As California approves a Bill constraining biosimilar substitution, the US FDA says it is concerned at efforts to undermine strict federal legislation already in place.
Senate Bill 598 , introduced earlier this year, was passed by the Californian Assembly 58-4 on Monday meaning physicians can refuse patients access to bioequivalents in favour of costlier patented drugs, and pharmacies will have to alert them when a biosimilar product is dispensed in place of a branded biopharmaceutical.
However, US Food and Drug Administration (FDA) spokesperson Lisa Kubaska told Biopharma-Reporter.com “efforts to undermine trust in these products are worrisome and represent a disservice to patients who could benefit from these lower cost treatments.”
In 2010, Congress created approval pathway legislation on biosimilars which, according to Kubaskas, set a “very high bar for a biosimilar product approval,” requiring the manufacturer of the product’s to demonstrate biosimilarity, safety, and evidence of the product will produce the same clinical result as the reference product.
“The 2010 law expressly states that an interchangeable biological product may be substituted for the reference product without the intervention of the health care provider who prescribed the reference product.”
Though Kubaska told us the FDA did not take any positions on specific State laws, she said “it is important for everyone to approach these issues with an understanding of both FDA's expertise in this area and what the 2010 law requires for approval of biosimilar and interchangeable products.”
Biosimilar Approval and Industry’s Response
The US is yet to have approved a biosimilar drug though Kubaska said the Center for Drug Evaluation and Research (CDER) “continues to meet with sponsors interested in developing biosimilar products” and, as of Monday, “had received 57 meeting requests for an initial meeting to discuss biosimilar development programs for 13 different reference products and held 47 initial meetings with sponsors.”
The passing of SB 598 is likely to be welcomed by drugmakers that have lobbied to protect sales of their patented biopharmaceuticals according to Dr. Howard Levine, President and Principal Consultant, BioProcess Technology Consultants.
He told this publication “the large biotech companies such as Amgen and Genentech are certainly doing all they can to protect their products so they clearly profit from any delay in biosimilar approvals in the US.”
Levine added that such BioPharma lobbying has taken place despite that fact that “many of them, including Amgen, are hedging their bets and now have biosimilar programs of their own.”
Spokesperson Robin Snyder of Genentech - which is not pursuing a biosimilars programme - said the firm is in favour of the Californian Bill “because it authorizes the dispensing of potentially less costly, FDA-approved biosimilar medicines while also ensuring patient and physician access to full and complete medical records.”

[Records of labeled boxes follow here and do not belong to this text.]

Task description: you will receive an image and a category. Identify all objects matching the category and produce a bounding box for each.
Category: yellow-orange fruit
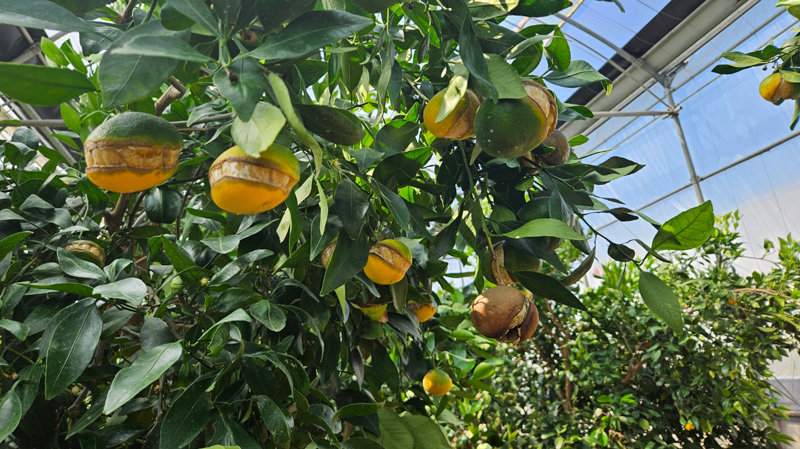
[522,80,558,138]
[84,112,183,193]
[364,239,411,285]
[208,144,300,215]
[422,368,453,396]
[409,302,436,323]
[422,89,481,136]
[470,285,539,343]
[758,72,800,104]
[64,240,106,268]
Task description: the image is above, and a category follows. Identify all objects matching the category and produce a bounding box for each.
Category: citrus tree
[0,0,713,449]
[450,214,800,449]
[712,0,800,130]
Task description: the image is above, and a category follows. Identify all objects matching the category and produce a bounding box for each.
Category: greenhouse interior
[0,0,800,449]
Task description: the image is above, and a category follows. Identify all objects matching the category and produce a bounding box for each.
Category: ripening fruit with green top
[364,239,411,285]
[83,112,183,193]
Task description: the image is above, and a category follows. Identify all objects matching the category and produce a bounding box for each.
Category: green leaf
[320,232,369,296]
[0,231,33,260]
[114,35,211,62]
[0,320,30,341]
[167,0,224,39]
[500,218,586,240]
[467,0,520,20]
[398,415,452,449]
[333,178,369,238]
[0,62,95,106]
[651,201,714,251]
[139,315,175,351]
[92,278,147,303]
[103,342,183,414]
[342,437,386,449]
[56,248,106,281]
[200,234,242,254]
[639,271,683,333]
[158,374,214,449]
[256,0,317,32]
[97,20,180,108]
[0,0,95,32]
[294,104,365,146]
[250,10,373,61]
[214,57,268,121]
[198,309,251,341]
[514,271,586,310]
[0,390,22,442]
[255,396,292,447]
[544,59,611,94]
[44,299,103,399]
[484,55,528,99]
[143,187,183,223]
[378,408,414,449]
[250,300,286,332]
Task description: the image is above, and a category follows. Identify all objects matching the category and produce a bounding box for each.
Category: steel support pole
[664,76,705,204]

Amgen teamed up with Watson – now part of Actavis – in 2011 to develop biosimilars , though said at the time it will not pursue biosimilars of its own proprietary products.
In an official statement regarding the bill sent to Biopharma-Reporter.com the firm said "the laws pertaining to biosimilars must take into account those differences.
"As with all FDA-approved medicines, Amgen believes FDA-approved biosimilars will be safe. However, safety does not stop with approval. States have an important role to play."